Setiap bulan Ramadhan, untuk imam shalat tarawih, mayoritas atau bahkan hampir di setiap masjid mengalami "perombakan", dengan menurunkan para imam hafal Al-Qur’an yang  masih muda usianya.

Yang tak jarang mereka adalah para master atau doktor bidang studi Islam jebolan Maroko maupun dari negeri tetangga. Pengaturan ini juga dikordinir oleh Departemen Agama daerah masing-masing.

Hal itu selain faktor untuk mempercepat gerakan shalat, juga karena realitas di Maroko para ustadz muda belakangan ini jauh lebih rapih tajwidnya dan enak suara bacaan Al-Qur’annya, dibanding para ustadz (imam masjid) yang sudah sepuh usianya.

"Sangat Asing yah cara bacaan Al-Qur’an imam di masjid-masjid Maroko," kata Vika Rifqah Khasanah mahasiswi studi islam universitas Qadi Iyadh Maroko asal Tegal Jawa Tengah  yang mendalami Ilmu Al-Qur’an dan telah hafal separuh lebih dari totalitas Al-Qur’an ini.
  
Apalagi para imam masjid yang sepuh usianya itu, banyak yang hanya berlomba menghafal dan kurang memperhatikan tajwid-nya, kata ustadz Muhammad Tuhami, Imam Masjid di kawasan perumahan elite di jantung kota  Gueliz, propinsi Marrakesh, Maroko, kawasan yang mayoritas penduduknya warga negara asing itu.

Kalaupun ada imam-imam masjid yang sepuh usianya dan rapih tajwidnya, namun mereka cenderung menggunakan bacaan Imam Warats dari Imam al-Azraq, sehingga terlalu panjang tanda bacanya (Mad-nya) dan terkesan terputus-putus bacaannya.
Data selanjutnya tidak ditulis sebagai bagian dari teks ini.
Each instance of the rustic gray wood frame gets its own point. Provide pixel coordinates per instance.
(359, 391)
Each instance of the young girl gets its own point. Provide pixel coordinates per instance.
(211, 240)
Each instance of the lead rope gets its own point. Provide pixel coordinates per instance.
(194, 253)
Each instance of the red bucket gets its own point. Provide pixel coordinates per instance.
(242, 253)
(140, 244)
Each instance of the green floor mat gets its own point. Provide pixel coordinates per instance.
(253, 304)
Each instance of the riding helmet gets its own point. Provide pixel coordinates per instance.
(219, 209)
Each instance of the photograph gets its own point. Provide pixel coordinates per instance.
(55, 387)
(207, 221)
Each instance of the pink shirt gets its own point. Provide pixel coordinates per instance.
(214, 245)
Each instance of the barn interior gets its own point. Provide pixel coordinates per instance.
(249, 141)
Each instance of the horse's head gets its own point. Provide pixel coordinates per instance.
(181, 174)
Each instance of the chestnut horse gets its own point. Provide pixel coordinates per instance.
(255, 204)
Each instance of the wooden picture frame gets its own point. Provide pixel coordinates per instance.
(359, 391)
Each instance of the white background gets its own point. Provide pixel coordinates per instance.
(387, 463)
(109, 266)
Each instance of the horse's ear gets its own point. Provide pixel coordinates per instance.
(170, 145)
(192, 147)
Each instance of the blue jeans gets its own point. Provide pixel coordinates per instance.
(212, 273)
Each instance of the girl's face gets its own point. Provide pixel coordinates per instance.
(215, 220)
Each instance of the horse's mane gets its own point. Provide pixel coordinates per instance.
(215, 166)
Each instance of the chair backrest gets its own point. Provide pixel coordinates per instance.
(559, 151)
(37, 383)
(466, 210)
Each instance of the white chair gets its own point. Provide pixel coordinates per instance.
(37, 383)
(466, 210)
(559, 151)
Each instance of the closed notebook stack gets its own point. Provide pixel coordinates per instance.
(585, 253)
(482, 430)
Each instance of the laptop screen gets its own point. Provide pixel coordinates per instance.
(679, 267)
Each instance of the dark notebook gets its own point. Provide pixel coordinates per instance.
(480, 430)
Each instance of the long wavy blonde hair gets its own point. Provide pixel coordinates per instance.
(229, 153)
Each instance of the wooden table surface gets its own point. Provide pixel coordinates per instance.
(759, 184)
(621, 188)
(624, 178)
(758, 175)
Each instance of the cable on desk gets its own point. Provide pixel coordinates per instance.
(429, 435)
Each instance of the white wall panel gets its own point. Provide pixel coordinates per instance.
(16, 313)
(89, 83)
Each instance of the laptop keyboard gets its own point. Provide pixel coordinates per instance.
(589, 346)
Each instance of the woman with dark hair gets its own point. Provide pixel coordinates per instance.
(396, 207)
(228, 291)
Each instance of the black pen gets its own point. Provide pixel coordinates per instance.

Jadi memakan waktu dalam shalat tarawih.

"Sedangkan para imam masjid muda mayoritas menggunakan cara baca imam Warats dari imam al-Ashbahani yang pendek Mad,-nya dan dengan gaya mengalir serta lebih empuk di telinga," kata ustadz Muhammad Tuhami yang juga pernah bertahun-tahun menjadi imam "Masjid Syeikh Jazuli", masjid di area makam pengarang kitab Dalail al-Khoirot, kitab yang tak asing lagi di kalangan kiai pesantren Indonesia itu.

Pada bulan Ramadhan di Maroko, jika imam membaca Al-Qur’an "apa adanya" maka umumnya kekurangan jamaah tarawih. Apalagi jarang sekali ada Musholla seperti di Indonesia, sehingga masjid adalah satu-satunya tempat pusat ibadah di setiap lingkungan tempat tinggal di Maroko. Jadi faktor imam menjadi penentu banyak-sedikitnya jamaah. (nam)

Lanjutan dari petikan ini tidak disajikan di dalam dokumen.